To retrieve a file, a retrieving node would issue a database query to TOC database 102 to obtain the location of the segments. A request for a segment would then be issued to the node that stores each segment. When a node is not responsive to the request, a redundant storage node can be sent the same request if redundant storage is employed. One skilled in the art will appreciate that the order in which the nodes that store a particular segment can vary with different implementations of the present invention, and need not be in a fixed order in any implementation.

FIG. 4 is a flow chart illustrating a method of storing files according to the present invention. In step 150, a file is received for distributed file storage. A TOC entry is created for the file in step 152, and the file is then segmented in step 154. The TOC is modified to include segment identification information in step 156, and the segments are distributed or scattered in step 158. The TOC is again updated to show the segment locations in step 160. One skilled in the art will appreciate that if a single system is segmenting a file and distributing it, the creation and updates of the TOC entry can be done in a single pass. In an optional step 162, the TOC is distributed. Typically the TOC will be provided to a TOC database, but if the TOC is created as a separate file it can be sent to a number of different nodes as a mechanism for access control.

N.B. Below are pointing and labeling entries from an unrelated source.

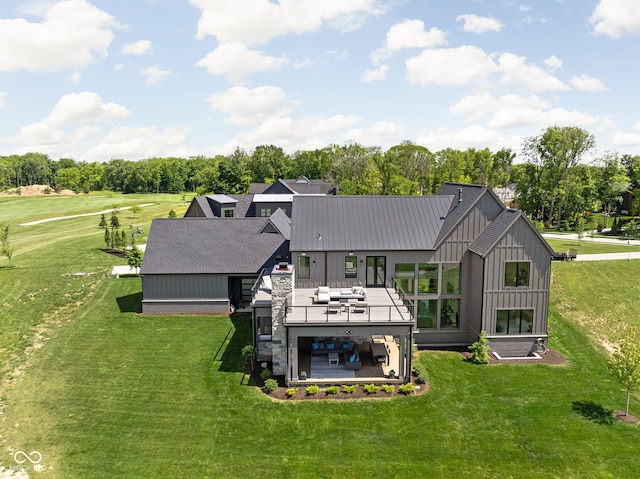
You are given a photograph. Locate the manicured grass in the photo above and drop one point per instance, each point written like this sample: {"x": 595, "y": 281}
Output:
{"x": 111, "y": 393}
{"x": 586, "y": 246}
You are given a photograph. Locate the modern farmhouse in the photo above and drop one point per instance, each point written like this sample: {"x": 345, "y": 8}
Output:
{"x": 342, "y": 288}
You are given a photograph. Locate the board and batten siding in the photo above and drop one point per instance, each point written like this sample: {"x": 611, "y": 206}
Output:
{"x": 185, "y": 286}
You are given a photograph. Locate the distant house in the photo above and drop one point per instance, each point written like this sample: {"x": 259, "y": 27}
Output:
{"x": 344, "y": 287}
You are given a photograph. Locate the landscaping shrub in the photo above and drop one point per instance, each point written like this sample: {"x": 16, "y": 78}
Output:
{"x": 349, "y": 388}
{"x": 266, "y": 374}
{"x": 271, "y": 385}
{"x": 291, "y": 392}
{"x": 332, "y": 390}
{"x": 406, "y": 388}
{"x": 371, "y": 388}
{"x": 388, "y": 388}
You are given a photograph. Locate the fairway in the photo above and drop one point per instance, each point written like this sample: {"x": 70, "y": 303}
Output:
{"x": 106, "y": 392}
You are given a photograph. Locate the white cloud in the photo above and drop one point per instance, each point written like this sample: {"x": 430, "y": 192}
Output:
{"x": 375, "y": 74}
{"x": 485, "y": 105}
{"x": 553, "y": 63}
{"x": 449, "y": 66}
{"x": 408, "y": 34}
{"x": 291, "y": 135}
{"x": 383, "y": 134}
{"x": 257, "y": 21}
{"x": 516, "y": 71}
{"x": 477, "y": 24}
{"x": 136, "y": 48}
{"x": 72, "y": 34}
{"x": 84, "y": 107}
{"x": 616, "y": 17}
{"x": 236, "y": 62}
{"x": 587, "y": 83}
{"x": 621, "y": 139}
{"x": 244, "y": 106}
{"x": 154, "y": 75}
{"x": 138, "y": 143}
{"x": 470, "y": 137}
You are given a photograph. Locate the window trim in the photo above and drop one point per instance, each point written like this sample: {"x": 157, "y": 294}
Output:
{"x": 516, "y": 277}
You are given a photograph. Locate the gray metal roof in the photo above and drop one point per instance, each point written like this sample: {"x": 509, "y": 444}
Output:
{"x": 218, "y": 245}
{"x": 464, "y": 199}
{"x": 376, "y": 223}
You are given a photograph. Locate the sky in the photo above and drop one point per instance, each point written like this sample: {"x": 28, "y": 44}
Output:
{"x": 94, "y": 80}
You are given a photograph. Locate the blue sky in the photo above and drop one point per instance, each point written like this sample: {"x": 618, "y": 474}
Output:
{"x": 94, "y": 80}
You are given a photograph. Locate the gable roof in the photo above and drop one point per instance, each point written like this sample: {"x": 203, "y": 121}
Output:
{"x": 280, "y": 222}
{"x": 465, "y": 198}
{"x": 376, "y": 223}
{"x": 219, "y": 245}
{"x": 493, "y": 233}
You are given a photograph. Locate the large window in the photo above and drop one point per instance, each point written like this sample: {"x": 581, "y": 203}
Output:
{"x": 427, "y": 313}
{"x": 516, "y": 273}
{"x": 450, "y": 313}
{"x": 351, "y": 266}
{"x": 427, "y": 278}
{"x": 405, "y": 276}
{"x": 514, "y": 321}
{"x": 304, "y": 270}
{"x": 451, "y": 278}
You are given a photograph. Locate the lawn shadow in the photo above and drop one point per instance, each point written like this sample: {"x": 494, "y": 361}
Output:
{"x": 594, "y": 412}
{"x": 132, "y": 303}
{"x": 229, "y": 352}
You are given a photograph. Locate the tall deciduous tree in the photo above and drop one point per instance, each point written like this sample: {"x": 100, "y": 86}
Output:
{"x": 5, "y": 245}
{"x": 625, "y": 363}
{"x": 556, "y": 152}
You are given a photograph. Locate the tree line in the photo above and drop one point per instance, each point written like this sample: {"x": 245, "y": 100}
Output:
{"x": 554, "y": 182}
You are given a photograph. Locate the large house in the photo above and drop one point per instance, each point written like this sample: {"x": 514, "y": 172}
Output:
{"x": 343, "y": 287}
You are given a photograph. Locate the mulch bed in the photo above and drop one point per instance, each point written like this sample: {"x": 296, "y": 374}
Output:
{"x": 551, "y": 357}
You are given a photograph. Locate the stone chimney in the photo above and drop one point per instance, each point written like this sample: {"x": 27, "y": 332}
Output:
{"x": 282, "y": 288}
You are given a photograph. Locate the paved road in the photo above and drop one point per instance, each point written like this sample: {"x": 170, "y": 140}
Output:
{"x": 603, "y": 256}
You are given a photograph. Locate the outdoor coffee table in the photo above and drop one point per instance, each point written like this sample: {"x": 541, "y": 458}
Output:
{"x": 334, "y": 359}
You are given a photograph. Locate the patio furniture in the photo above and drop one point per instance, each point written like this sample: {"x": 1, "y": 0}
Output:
{"x": 334, "y": 359}
{"x": 378, "y": 352}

In both the above described system and method, either at the point of creating the segments or distributing them, the segments can be encrypted to provide data security. In another embodiment, the file can be encrypted upon entry to the system so that segments of an encrypted file are distributed as opposed to encrypted segments of a file.

The retrieval of large files from a distributed file system can provide performance advantages over retrieving files from a central file store, as multiple segments can be retrieved simultaneously. Each peer storing a segment can transmit the file to the requesting node in parallel, making either the requesting node or its downstream network connection the rate-limiting factor, whereas a central file server can often encounter performance problems related to its upstream bandwidth. The use of multiple peers increases the effective upstream bandwidth.

The above-described embodiments of the present invention are intended to be examples only. Alterations, modifications and variations may be effected to the particular embodiments by those of skill in the art without departing from the scope of the invention, which is defined solely by the claims appended hereto.